By default, we do not do that, and the FHS option. Now, in order to do things like display something on the host outside the container, we want to provide some environment for it. So, preserving and sharing things like the display and X authority for an X server will let us do that.
And then here, Tor browser is pretty self-contained, but it still expects to have things from the typical distro that's being run on. So, here I've added ALSA, bash, core utilities, various things there, as you might expect, to get things to run. And then we can just launch it, basically, which is this last piece.
So, let's try that out. In this case, it starts up right away. I've already run it, so it didn't have to download and set up all those packages. And there we are. We're in our Tor browser. It's very bright, but looks good.
So, another example I mentioned earlier is kind of tooling ecosystems from different languages. Rust is one which is very popular. It's in the Linux kernel, or just about to be. And it moves quickly, and a lot of projects you'll notice will use the nightly set of toolchain binaries and libraries and all that stuff.
So, if you're keeping up that, developing things, you may want to have access to that. In Geeks, we're not as quick on updating Rust. There's a lot of things that need to be built, and it's kind of a moving target. So, in this case, maybe you want to do that in a separate environment, be able to use the kind of quote-unquote usual tools and directions that someone gives for setting up Rust.

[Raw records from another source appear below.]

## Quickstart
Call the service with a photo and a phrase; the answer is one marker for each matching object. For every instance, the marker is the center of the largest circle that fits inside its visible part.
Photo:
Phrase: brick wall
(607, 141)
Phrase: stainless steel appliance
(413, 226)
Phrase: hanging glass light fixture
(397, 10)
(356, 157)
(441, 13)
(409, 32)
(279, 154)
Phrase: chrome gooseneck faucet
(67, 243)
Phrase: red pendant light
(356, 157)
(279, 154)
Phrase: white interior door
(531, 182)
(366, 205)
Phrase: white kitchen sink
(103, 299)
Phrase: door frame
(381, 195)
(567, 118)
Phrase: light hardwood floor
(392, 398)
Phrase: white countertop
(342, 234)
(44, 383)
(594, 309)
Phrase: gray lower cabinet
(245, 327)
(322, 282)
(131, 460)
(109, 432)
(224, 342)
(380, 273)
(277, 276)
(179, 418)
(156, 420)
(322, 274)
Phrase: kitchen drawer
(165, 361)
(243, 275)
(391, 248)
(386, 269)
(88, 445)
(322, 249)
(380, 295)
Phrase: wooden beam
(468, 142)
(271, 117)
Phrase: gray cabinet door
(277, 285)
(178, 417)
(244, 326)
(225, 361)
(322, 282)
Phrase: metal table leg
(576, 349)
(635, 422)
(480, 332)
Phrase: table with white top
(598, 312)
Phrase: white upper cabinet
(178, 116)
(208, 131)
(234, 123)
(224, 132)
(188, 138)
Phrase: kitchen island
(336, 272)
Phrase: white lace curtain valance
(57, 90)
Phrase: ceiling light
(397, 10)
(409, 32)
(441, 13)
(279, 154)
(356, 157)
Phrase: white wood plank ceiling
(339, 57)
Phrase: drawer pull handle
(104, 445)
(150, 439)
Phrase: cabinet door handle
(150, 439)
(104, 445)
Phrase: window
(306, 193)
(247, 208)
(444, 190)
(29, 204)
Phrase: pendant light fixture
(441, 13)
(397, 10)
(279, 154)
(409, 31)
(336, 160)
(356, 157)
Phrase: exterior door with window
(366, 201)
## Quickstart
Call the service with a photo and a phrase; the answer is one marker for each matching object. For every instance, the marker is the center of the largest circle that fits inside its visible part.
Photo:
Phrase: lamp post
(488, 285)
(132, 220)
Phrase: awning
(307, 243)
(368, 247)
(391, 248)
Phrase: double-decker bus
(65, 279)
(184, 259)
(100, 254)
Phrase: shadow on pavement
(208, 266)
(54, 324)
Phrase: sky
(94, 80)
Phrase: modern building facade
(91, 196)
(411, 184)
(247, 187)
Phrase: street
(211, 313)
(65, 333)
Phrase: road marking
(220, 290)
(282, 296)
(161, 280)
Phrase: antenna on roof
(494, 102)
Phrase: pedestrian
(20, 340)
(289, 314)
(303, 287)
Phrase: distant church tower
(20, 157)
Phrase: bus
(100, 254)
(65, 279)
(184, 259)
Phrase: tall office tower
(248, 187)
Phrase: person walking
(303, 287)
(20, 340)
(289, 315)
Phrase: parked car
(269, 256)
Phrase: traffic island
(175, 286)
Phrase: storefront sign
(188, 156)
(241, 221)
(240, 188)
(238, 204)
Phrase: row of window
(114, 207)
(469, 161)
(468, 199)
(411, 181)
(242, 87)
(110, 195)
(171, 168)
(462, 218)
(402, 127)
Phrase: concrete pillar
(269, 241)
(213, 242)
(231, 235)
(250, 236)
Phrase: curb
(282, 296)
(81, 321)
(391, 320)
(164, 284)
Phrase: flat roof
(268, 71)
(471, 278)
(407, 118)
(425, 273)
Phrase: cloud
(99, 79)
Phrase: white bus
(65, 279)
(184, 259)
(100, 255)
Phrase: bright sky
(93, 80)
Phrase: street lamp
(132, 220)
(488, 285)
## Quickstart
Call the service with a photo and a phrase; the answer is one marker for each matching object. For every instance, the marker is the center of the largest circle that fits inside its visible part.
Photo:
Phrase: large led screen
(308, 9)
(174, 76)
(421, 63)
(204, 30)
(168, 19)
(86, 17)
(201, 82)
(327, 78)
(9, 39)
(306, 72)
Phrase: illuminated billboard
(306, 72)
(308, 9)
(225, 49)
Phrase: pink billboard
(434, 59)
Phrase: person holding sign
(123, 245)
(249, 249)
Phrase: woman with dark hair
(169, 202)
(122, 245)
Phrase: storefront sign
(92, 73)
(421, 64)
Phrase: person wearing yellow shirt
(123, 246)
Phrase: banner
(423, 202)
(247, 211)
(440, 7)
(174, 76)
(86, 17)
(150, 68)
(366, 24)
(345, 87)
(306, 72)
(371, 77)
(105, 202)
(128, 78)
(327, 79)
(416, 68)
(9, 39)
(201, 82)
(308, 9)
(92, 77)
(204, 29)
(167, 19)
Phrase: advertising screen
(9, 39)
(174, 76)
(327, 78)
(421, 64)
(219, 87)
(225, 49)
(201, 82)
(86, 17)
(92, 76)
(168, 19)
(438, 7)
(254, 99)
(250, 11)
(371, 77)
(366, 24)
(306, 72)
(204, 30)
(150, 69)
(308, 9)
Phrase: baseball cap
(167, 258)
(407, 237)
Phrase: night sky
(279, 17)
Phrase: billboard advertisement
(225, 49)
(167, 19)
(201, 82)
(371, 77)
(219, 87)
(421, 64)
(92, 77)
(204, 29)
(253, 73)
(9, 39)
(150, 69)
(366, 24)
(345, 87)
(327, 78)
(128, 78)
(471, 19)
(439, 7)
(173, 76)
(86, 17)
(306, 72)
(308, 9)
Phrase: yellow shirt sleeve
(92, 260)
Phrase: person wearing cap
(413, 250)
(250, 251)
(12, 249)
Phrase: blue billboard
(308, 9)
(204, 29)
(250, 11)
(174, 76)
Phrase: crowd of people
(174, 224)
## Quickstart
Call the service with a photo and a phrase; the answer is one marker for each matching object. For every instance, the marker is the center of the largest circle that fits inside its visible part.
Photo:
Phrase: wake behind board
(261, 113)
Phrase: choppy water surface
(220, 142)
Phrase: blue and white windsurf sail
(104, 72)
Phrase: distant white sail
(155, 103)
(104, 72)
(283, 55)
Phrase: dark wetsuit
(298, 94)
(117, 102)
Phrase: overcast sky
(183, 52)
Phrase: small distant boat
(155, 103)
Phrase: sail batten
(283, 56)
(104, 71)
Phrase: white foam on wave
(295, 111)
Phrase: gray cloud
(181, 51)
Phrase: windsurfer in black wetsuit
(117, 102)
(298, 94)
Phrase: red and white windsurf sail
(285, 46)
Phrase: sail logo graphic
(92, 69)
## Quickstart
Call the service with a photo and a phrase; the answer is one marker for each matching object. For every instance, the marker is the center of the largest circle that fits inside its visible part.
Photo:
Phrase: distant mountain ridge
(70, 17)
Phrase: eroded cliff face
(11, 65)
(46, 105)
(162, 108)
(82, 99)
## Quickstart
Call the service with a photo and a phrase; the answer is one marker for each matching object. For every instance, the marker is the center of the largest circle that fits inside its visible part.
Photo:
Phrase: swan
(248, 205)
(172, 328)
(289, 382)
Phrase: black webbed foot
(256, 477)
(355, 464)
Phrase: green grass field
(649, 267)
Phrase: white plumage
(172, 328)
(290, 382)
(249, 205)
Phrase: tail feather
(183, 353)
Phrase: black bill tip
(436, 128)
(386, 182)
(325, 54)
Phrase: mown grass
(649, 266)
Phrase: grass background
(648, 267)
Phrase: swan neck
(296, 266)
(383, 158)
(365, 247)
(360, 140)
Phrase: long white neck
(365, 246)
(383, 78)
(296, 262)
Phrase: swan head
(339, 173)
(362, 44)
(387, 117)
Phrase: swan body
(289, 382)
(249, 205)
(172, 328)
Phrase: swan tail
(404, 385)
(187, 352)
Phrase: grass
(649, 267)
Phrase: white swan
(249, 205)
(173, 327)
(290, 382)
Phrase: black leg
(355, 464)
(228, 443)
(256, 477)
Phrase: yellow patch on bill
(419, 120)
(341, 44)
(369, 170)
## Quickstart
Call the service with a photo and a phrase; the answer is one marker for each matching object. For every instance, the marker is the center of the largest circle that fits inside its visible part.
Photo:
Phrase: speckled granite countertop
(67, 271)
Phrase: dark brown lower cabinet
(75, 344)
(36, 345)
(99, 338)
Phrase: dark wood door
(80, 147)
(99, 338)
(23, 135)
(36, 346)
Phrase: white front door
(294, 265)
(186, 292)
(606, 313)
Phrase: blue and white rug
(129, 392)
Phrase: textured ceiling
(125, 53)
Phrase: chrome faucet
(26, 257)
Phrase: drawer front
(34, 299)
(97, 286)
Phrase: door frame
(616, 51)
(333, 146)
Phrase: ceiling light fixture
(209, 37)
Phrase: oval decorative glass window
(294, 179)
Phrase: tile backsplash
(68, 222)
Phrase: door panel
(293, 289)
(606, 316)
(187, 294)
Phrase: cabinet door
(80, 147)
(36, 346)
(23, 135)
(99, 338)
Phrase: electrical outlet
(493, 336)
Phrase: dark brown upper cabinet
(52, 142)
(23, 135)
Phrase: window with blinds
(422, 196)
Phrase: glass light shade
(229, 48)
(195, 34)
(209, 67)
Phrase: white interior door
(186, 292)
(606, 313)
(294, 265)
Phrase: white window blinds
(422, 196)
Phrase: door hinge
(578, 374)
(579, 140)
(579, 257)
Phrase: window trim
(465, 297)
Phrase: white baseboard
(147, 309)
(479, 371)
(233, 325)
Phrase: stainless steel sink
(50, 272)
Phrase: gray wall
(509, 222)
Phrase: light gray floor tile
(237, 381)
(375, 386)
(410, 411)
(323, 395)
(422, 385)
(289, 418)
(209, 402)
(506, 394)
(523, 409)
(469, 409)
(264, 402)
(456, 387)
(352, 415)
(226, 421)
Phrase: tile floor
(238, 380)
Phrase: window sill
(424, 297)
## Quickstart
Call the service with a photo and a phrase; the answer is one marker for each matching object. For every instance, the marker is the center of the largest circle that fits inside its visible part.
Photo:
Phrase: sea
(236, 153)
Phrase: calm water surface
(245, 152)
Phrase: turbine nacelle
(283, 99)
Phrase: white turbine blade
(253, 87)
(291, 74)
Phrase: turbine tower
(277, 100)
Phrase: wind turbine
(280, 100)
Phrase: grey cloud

So, in this case, there's the RustUp tool, which is just a little script that will download and set up a Rust toolchain and environment for you. As you might expect, if you tried to do this, I suppose I can. Why not? This is the instructions given on the RustUp website, just says to kind of curl and pipe that into shell.
So, if we were to try that, it'll download it, and then you'll get a cryptic no-such file or directory error, which is weird because if you look, the thing it's asking for does exist. But in this case, it's indicative of it's trying to run something or use a library that's not where expected to load it, in this case.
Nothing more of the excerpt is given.